To finally turn to Atlanta, and to dump all over them, it goes without saying they were shit today. Ezequiel Barco’s contributions topped out a couple aimless dribbles that any average player could pull off, while Pity Martinez mostly delivered comedy: in MLS terms, Atlanta paid for fortune for those players (I saw $30 million) and no one at their particular price-point should need over a year to find his feet. The more I watch both players, the more they recall Lucas Melano, the Portland Timbers’ second most notorious flop. (It’s going to take something very, very special to top Brian Fernandez.) Sure, not having Josef Martinez as a focal point hurts, but I can build a list of midfielders who thrived in MLS without needing some perfect foil to make them work (e.g., Guillermo Barros Schelotto, Federico Higuain, Diego Valeri and Sebastian Blanco, and that’s just two teams). Going the other way, Atlanta started well enough (beating Cincinnati earlier this season, as it happens), so maybe the layoff fucked up whatever mojo they had.

It wasn’t all doom/nightmare for Atlanta, or even Pity Martinez, who fired a strong free-kick at Przemyslaw Tyton. They nearly had a penalty kick in the first half (I would have called it, but I generally favor attackers), and they managed a strong flurry in second half stoppage (which forced another save out of Tyton). If…oh, anything else around that rose to something like the same level, I’d be writing a very different review. Nothing did, though, so here we are.

For what it’s worth, I’d take more out of this game from Atlanta’s perspective (e.g., looking up from a mound of deep shit) than Cincinnati’s, a team that marches forward under the oft-paired banners of “Under Construction” and “Excuse Our Mess.” Still, they got the win, Gyau played a strong game and Amaya got a big dose of confidence (keep going, kid; prove me wrong), and, if they can overcome the steeper odds against the New York Red Bulls in their next game, Cincinnati could still find their way into the knockout rounds. The issue there, of course, being that the Red Bulls know what the hell they’re doing out there.
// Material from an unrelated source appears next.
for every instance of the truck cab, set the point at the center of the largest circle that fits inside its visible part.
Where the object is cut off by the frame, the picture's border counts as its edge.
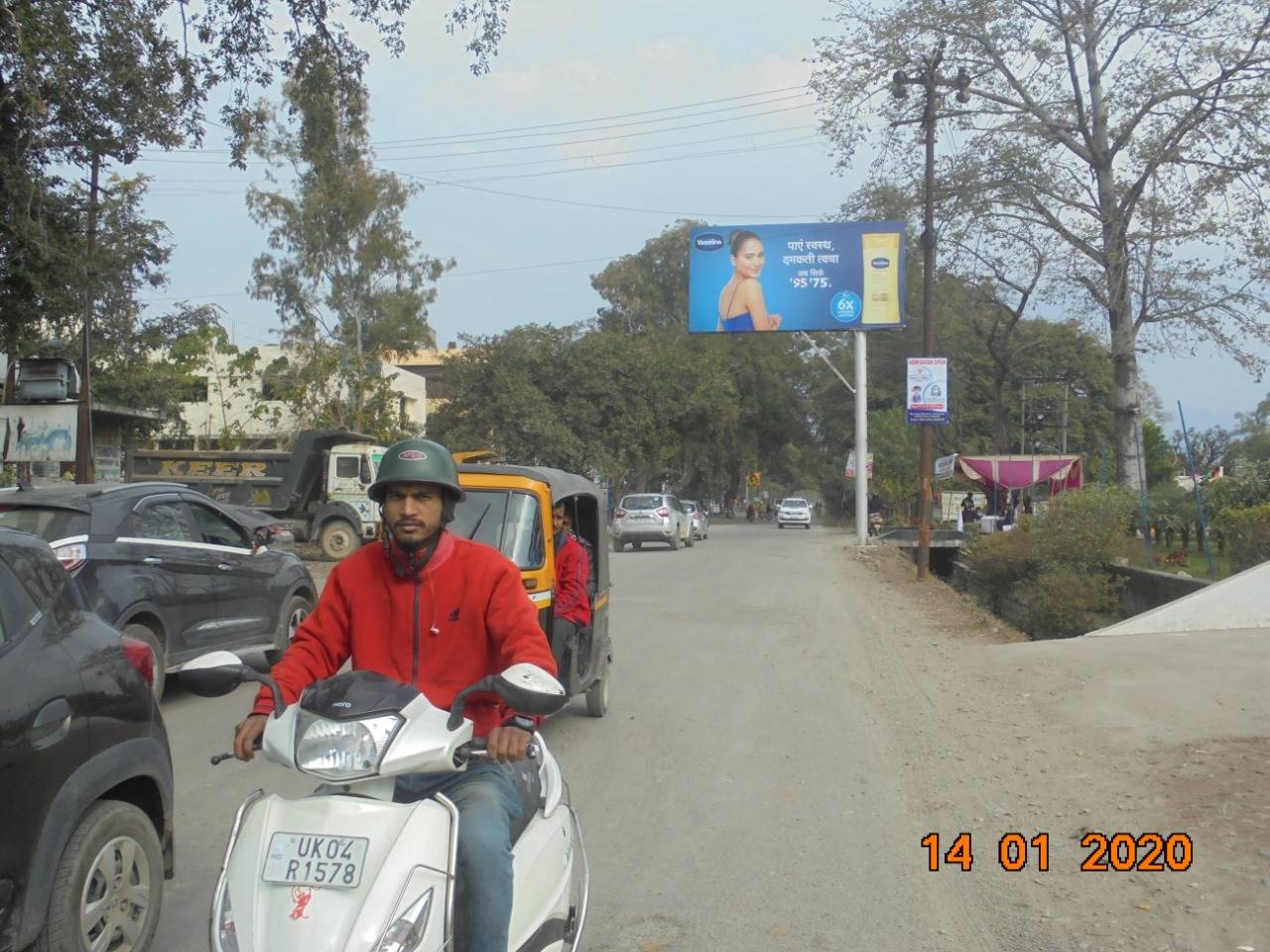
(344, 508)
That said, you probably woke up expecting another day of doom and look what happened instead.

1 comment:

  1. Picking at one of your quick asides- Yeah, I guess Brian Fernandez was a bigger flop than Melano in terms of being no help to the Timbers when they needed him most. But, man, did he demonstrate a big up-side early in the 2019 season! If bigger flop is used as a synonym for keener disappointment, then yes. He gave us much greater reason to hope for more good things ahead than Melano ever did.

    To the subject of your article- good for Cincy! When setbacks are administered to Atlanta, I wear a very contented smile.